At the time of the bankruptcy filing, Remington indicated it expected claims to be filed on behalf of litigants through several law firms, including Koskoff, Koskoff & Bieder, without specifying amounts those plaintiffs might seek.
“Remington has tried everything during this five-year period to prevent us from looking at their stuff,” Koskoff said Thursday. “At the end of the day, you just have to wonder what are they hiding? Why don’t they just turn it over? If they are so confident that we don’t have a case, let’s see your stuff.”
As of last May, Remington listed assets of $841 million, more than a quarter of that amount represented by the estimated value of the company’s existing inventory of weapons and parts that anti-gun activists would rather keep off the street.

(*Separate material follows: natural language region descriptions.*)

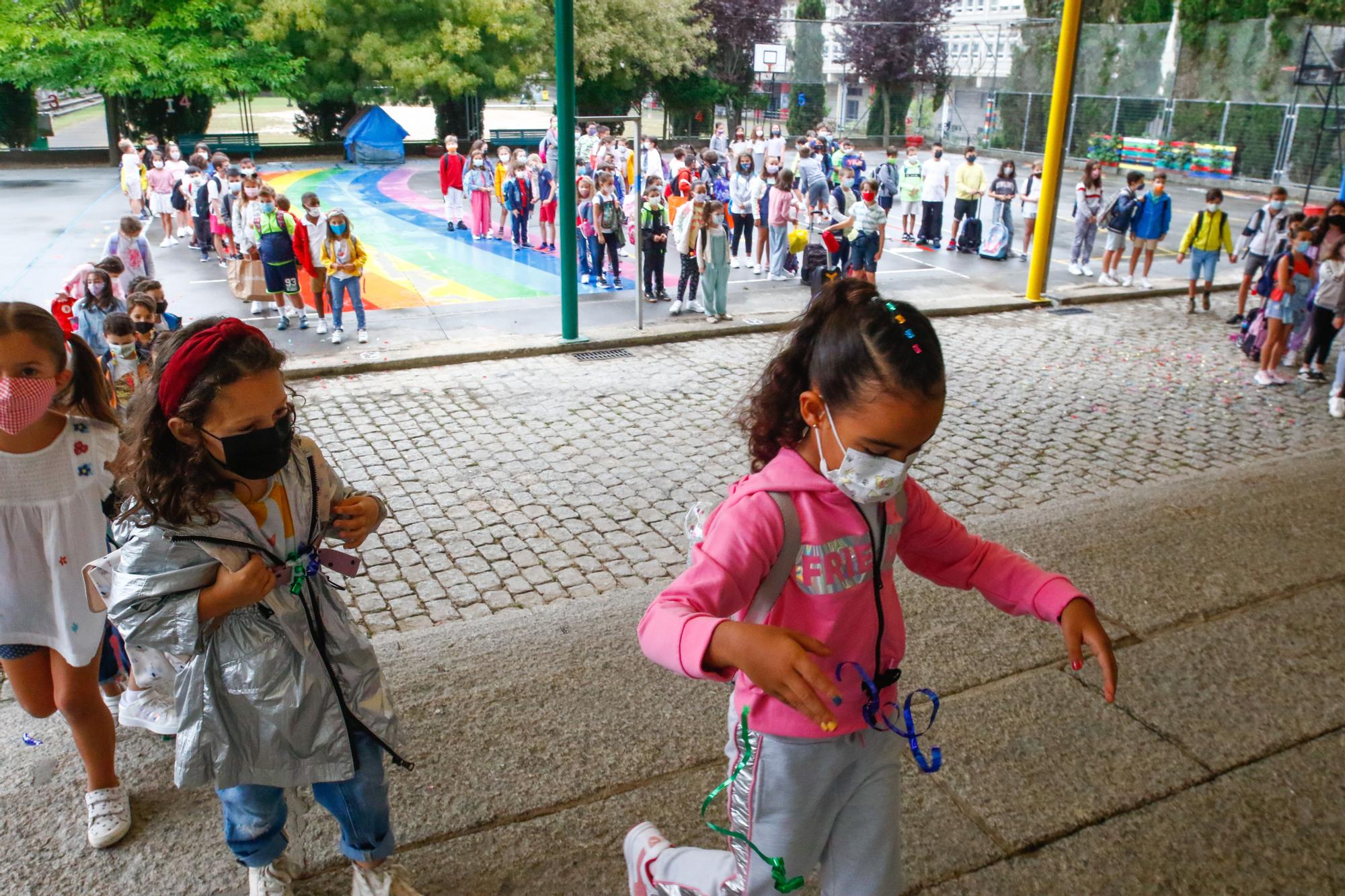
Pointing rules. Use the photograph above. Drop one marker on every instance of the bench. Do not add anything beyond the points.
(245, 142)
(517, 136)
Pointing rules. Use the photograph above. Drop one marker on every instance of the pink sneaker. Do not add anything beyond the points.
(644, 845)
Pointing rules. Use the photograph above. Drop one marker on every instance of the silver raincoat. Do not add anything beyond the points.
(271, 692)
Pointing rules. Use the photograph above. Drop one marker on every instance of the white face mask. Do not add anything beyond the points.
(866, 479)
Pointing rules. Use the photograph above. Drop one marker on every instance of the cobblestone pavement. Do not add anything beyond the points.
(520, 482)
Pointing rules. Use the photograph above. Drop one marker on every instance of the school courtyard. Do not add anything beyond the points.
(537, 506)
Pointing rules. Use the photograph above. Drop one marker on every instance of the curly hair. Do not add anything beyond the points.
(166, 479)
(848, 341)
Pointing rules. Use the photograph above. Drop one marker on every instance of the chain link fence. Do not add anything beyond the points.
(1264, 142)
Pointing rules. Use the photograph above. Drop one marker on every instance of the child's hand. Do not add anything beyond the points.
(361, 520)
(777, 659)
(1079, 624)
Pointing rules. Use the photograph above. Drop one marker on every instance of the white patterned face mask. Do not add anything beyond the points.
(866, 479)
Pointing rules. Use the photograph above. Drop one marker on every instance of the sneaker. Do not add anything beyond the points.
(151, 709)
(110, 815)
(644, 844)
(272, 880)
(388, 879)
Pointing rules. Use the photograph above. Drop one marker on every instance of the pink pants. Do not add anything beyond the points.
(481, 213)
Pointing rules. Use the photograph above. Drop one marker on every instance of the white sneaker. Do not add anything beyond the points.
(151, 709)
(388, 879)
(272, 880)
(644, 844)
(110, 815)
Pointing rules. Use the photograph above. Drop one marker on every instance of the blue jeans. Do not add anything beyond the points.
(255, 814)
(342, 287)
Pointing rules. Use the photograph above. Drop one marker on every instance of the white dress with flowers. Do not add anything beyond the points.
(52, 525)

Remington reported sales of $43.4 million for a period of just over a month through early May, and a net cash outflow of $27.1 million when factoring in disbursements totaling $70.5 million.
Remington has not published updated finances since. Multiple media outlets reported the company initiated layoffs this month that could total 200 jobs.
Rep. Steve Stafstrom, D-Bridgeport, a lawyer and co-chairman of the legislative Judiciary Committee, said he is eager to see what the Sandy Hook families can find out during the discovery process.
“Frankly, I’m happy to see the Supreme Court allow them their day in court to present their argument to a jury. I think we’re going to see some very interesting things come out during discovery, and the bottom line is that no one needs an AR-15 assault rifle. And the allegation that that rifle is being marketed for children should be very concerning to every resident.”
Schwartz, the Washington lawyer and tort expert, said, “as the great Justice Benjamin Cardozo once keenly observed, ‘negligence in the air will not do.’ You need causation.”